The Arena Football League, the "bearded lady of the gridiron," recently announced that it was canceling its 2009 season. Deep in debt, the league looks to restructure, but the chances that the wacky alternative to the NFL can recover look grim.
If you're like me, when you open the morning paper you skip past the national, local and business sections to the one that really matters: sports. With other news taking up so much attention, it's time to see how our beloved, beleaguered teams are doing.
Major League Baseball
The league as a whole is coping relatively well — it recently refinanced the pool of credit that its teams can tap to pay salaries if they do not have the cash on hand. Managers were initially concerned because two-thirds of the pool consisted of commercial paper, the normally secure security that allows companies to sell debt directly to investors (rather than to banks). The market for these securities suffered a rare breakdown in September after the bankruptcy of Lehman Brothers, and the banks covering the other third of MLB's credit pledged to step in should such a failure take place in the future.
However, certain teams are not doing as well. The Chicago Cubs suffered a one-two punch when their owner, the Tribune Corporation, declared bankruptcy last Monday, only to be labeled the next day as a pawn in the allegedly corrupt dealings of Illinois Gov. Rod Blagojevich. Also hit last week were the long-suffering New York Mets, whose owner, Fred Wilpon, was among the victims of indicted Ponzi schemer Bernie Madoff. This has not been the Mets' year for good P.R. The refusal of Citigroup to relinquish its $500 million commitment for naming rights to the team's new ballpark has drawn public scorn, as the company received a $20 billion equity injection from the federal government (two City Councilmembers suggest renaming it "Citi Taxpayers Field". Mets fans might have some sympathy from their St. Louis counterparts sitting in a stadium whose namesake, Anheuser-Busch, was bought by the Belgian brewer InBev. The Yankees, of course, are still the Yankees.

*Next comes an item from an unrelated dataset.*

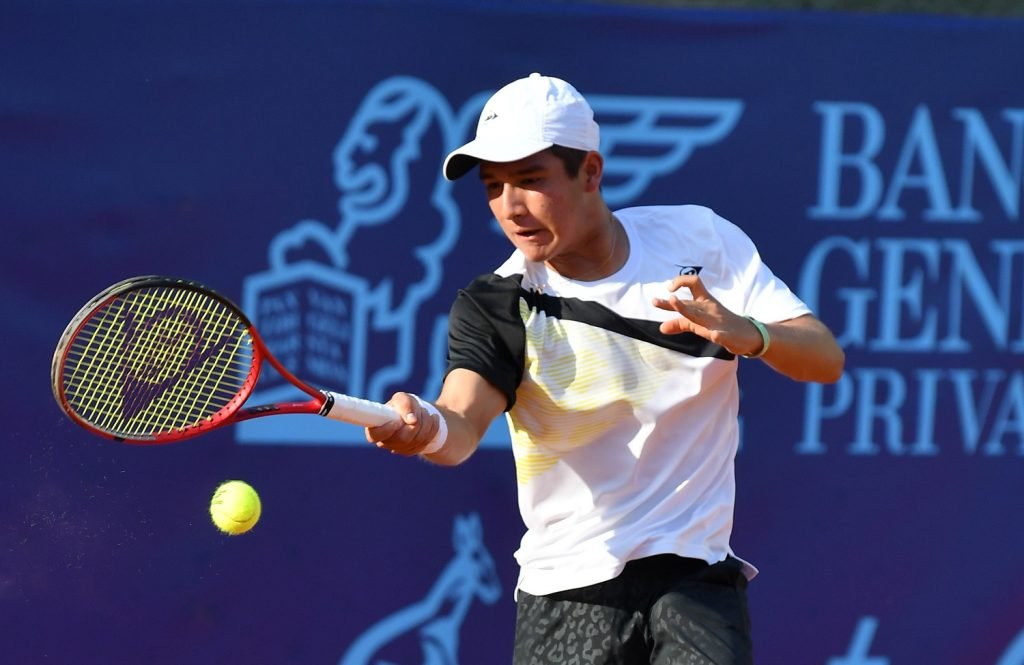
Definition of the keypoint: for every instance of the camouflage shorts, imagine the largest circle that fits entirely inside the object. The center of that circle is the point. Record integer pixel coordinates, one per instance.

National Basketball Association
Despite cutting 80 of approximately 900 staff positions, the league is in relatively good shape. In fact, star player Doug Christie even pitched in to bring attention to the crisis-stricken financial sector — by buying 3000 shares of AIG stock! Part of the NBA's relative stability might stem from its salary cap, which limits teams' budget for players; this prevents teams located in big, wealthy markets from buying up all of the stars, thereby keeping the league more competitive. According to Forbes, management prowess separated successful teams such as the Rockets and Trail Blazers from the less successful.
National Football League
After promotional gambits like holding games overseas, the league recently cut 150 of its staff of 1,100. The tight credit markets have encumbered teams' efforts to raise financing for new stadiums. The 2009 Super Bowl will look very different from its recent predecessors: historically big spender General Motors has not purchased ad slots. On the upside, career sites Monster.com and CareerBuilder.com have added commercials.
National Hockey League
According to reports, this league is in trouble — economists at a recent league meeting gained the monikers "Dr. Doom and Gloom." Teams in smaller markets are in particular trouble. While hockey may be more vulnerable to economic downturns than baseball, basketball or football, the NHL might be the best-prepared to deal with declining revenues: after a labor dispute led to the cancellation of the 2004-05 season, the league successfully restructured its finances and emerged with a more competitive offering for fans and profitable investment for financiers. Maybe more teams should copy the Blues' Fan Bailout Plan?
The auto racing circuit has been hit hard. It has been more dependent than other sports on corporate sponsorship, and one-third of the $1.5 billion it received for the 2008 racing season came from automakers. In response to anticipated revenue declines, garages are cutting both the number of cars they race and the size of the crews. Nevertheless, fans are worried that it may not be enough. As USC professor David Carter quipped, the Daytona 500 race "could end up being the Daytona 50 if we're still talking about this (recession) 10 years from now."
For the Win:
The failures in the financial services industry have left a constellation of team sponsorships in limbo. Retail banks Washington Mutual and Wachovia, acquired in distress by JPMorgan Chase and Wells Fargo, respectively, sponsored a total of 14 MLB, NBA and NFL teams, as well as a host of events and tournaments. It is still unclear whether the acquirers, who have their own sponsorships, will continue the relationships.
Sports teams have historically done well during bear markets: "It's like booze and movies," notes sports banker John Moag. "Psychologically, people do not want to give it up." However, with Americans' credit cards at their limits and mortgage payments piling up, going to the game may become another expense to cut.